Step 1: Query by hash first
Do not treat VirusTotal as "the place to drop files". The correct workflow is to hash first, search first, upload last.
Computing SHA-256
| OS | Command |
|---|---|
| Windows (PowerShell) | Get-FileHash .\suspect.exe -Algorithm SHA256 |
| macOS / Linux | shasum -a 256 ./suspect.exe |
| Linux (alternative) | sha256sum ./suspect.exe |
Paste the 64-character hex string into VirusTotal's top search box (or the "Search" tab).
If the hash is found
- The file has been submitted before. You see prior detection counts, First seen timestamp, community notes.
- Mind the freshness. A scan from a year ago may no longer reflect current engine coverage.
If the hash says "Not found"
- Either a brand-new file or a narrowly-targeted payload.

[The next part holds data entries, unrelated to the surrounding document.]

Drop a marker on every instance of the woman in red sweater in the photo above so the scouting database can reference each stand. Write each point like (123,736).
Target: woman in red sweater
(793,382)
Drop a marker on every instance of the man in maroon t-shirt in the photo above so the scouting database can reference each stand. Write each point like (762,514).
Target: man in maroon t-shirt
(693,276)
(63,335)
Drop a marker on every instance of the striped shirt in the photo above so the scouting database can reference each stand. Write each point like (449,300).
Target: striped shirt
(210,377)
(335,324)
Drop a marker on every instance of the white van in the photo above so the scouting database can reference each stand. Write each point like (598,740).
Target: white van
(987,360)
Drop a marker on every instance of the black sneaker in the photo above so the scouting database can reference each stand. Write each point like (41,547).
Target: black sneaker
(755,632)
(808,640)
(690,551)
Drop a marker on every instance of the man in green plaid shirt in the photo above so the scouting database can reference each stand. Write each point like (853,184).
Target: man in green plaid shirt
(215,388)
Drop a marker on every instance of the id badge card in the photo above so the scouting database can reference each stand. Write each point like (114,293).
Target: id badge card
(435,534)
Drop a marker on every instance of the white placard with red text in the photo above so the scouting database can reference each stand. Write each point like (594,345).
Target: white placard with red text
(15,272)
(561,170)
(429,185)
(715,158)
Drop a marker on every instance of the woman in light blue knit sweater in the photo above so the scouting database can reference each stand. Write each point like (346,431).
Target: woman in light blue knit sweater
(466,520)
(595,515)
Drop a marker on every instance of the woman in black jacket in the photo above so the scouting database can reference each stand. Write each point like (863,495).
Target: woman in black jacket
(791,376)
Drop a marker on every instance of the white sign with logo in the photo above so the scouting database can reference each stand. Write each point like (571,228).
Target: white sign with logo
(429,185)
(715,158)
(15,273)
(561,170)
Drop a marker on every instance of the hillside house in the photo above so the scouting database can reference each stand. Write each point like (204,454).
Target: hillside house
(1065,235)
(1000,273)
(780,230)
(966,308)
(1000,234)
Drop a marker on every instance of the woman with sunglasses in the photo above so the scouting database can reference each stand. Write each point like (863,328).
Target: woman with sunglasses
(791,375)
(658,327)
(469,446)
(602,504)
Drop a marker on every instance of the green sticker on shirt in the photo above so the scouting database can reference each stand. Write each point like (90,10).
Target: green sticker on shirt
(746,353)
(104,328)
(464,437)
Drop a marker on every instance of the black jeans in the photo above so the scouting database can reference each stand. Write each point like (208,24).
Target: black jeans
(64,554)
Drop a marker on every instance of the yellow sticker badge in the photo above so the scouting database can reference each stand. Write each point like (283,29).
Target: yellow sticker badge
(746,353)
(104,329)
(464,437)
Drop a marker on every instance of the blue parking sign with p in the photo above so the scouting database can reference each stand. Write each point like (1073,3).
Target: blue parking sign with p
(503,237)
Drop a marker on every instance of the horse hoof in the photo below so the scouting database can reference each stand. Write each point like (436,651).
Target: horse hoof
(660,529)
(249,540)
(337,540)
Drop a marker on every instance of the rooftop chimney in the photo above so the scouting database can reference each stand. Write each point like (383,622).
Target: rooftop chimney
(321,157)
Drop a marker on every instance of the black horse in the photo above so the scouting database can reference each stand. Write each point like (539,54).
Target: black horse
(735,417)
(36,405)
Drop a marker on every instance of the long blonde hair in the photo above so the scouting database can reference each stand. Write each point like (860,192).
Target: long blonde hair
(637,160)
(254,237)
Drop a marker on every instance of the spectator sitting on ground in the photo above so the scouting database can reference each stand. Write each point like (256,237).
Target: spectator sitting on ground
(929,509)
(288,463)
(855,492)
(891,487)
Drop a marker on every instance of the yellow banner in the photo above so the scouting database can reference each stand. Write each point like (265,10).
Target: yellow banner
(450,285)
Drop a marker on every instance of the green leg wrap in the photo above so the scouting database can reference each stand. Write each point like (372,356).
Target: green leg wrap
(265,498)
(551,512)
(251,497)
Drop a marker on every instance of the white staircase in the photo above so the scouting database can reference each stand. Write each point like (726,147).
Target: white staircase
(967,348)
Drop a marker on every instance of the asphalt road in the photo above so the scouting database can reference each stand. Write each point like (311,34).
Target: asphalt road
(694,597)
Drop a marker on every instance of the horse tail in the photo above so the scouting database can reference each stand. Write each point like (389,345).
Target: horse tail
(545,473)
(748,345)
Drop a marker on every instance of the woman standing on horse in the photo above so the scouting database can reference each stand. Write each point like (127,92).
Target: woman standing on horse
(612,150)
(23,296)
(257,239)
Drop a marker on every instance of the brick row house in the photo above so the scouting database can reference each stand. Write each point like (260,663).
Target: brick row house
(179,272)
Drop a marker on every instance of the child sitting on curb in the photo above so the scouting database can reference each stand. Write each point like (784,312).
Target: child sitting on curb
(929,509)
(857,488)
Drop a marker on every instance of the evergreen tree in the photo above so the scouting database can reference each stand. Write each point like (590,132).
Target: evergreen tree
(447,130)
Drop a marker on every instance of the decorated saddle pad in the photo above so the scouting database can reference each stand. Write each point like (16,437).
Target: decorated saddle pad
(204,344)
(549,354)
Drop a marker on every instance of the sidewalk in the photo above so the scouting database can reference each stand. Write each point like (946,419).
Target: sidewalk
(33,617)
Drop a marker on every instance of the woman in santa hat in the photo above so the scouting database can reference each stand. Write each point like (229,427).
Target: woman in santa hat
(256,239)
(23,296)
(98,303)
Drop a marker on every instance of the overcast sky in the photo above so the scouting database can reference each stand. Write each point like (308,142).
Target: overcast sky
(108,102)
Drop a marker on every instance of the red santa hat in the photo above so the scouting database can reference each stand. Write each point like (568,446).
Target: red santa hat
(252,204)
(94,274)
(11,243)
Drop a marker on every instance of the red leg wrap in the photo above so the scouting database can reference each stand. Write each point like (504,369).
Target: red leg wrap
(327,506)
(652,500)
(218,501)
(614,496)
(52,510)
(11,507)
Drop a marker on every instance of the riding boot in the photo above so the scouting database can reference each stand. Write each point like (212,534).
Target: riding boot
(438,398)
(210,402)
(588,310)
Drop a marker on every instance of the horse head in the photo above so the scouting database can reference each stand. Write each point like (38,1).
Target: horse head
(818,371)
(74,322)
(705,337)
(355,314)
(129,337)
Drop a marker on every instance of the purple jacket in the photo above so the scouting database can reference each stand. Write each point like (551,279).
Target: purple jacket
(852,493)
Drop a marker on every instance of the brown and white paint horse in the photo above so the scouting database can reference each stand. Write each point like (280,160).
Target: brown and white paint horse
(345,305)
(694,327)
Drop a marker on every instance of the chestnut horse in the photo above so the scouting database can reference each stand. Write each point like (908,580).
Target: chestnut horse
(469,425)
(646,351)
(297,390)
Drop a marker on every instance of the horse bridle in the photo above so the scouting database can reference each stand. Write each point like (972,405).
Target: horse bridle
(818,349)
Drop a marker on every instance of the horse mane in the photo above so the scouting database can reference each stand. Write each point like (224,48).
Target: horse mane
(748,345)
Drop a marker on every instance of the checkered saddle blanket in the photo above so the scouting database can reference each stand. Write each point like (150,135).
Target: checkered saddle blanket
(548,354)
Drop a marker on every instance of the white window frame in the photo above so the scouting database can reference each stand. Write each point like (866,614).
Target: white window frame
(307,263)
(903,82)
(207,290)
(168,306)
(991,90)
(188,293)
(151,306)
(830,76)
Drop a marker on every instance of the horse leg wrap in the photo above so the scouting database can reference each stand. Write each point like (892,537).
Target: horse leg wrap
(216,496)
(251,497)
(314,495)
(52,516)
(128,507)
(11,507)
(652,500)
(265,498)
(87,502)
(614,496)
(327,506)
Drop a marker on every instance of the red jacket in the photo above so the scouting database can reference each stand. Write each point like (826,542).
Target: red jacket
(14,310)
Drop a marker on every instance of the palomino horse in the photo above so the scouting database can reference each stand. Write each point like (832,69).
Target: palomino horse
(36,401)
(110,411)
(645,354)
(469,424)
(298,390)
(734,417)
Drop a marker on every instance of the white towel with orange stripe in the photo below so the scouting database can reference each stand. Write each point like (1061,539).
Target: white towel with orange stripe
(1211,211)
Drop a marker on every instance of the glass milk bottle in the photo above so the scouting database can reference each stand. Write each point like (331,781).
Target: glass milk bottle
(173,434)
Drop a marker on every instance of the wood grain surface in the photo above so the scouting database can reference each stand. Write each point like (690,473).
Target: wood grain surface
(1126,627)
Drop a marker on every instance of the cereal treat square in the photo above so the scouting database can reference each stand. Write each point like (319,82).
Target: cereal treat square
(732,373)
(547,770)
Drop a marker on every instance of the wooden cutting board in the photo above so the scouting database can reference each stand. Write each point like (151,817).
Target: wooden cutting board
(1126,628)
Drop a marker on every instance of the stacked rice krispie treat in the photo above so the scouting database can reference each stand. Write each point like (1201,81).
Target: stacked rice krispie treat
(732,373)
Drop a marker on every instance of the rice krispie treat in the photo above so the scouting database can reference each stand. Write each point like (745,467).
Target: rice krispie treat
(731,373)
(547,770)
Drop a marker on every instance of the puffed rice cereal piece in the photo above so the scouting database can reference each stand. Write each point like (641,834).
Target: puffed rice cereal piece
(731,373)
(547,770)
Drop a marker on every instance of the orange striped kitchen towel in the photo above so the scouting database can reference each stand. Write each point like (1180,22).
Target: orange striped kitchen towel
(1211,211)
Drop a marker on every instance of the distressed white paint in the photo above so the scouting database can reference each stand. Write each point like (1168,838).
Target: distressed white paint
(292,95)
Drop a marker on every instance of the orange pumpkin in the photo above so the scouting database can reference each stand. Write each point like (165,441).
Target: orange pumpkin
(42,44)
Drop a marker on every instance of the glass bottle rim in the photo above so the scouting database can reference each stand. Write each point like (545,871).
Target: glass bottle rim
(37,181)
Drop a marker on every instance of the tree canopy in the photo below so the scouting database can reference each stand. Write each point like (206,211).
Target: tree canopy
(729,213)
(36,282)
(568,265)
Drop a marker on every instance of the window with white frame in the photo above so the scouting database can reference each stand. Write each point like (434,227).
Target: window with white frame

- By itself this does not mean "safe" or "dangerous".
- You now have to decide whether to upload it.
Step 2: Deciding whether to upload
When the hash isn't found, should you upload? It depends on the content:
| File type | Upload? |
|---|---|
| Widely-distributed public binary | ✅ Essentially fine |
| Your company's internal document or build | ❌ Never |
| PDFs / Office docs that may contain PII or customer data | ❌ Never |
| Personal photos or private files from friends | ⚠️ Usually avoid; depends on content |
Unknown .exe from an email attachment, not internal |
△ Only with the understanding it becomes public-ish |
Why: per VirusTotal's Privacy Policy, uploaded files are "shared with security industry partners and researchers". An upload may leak confidential data that wasn't public before. In a targeted-attack scenario, uploading can also tip off the attacker that the target noticed.
Reading the report
The result page has multiple tabs:
Detection tab
- At the top: N / 70 detected — the count of engines that flagged the file
- Below: per-engine verdicts (
Malicious/Undetected/Type unsupported/Timeout) - Detection names (e.g.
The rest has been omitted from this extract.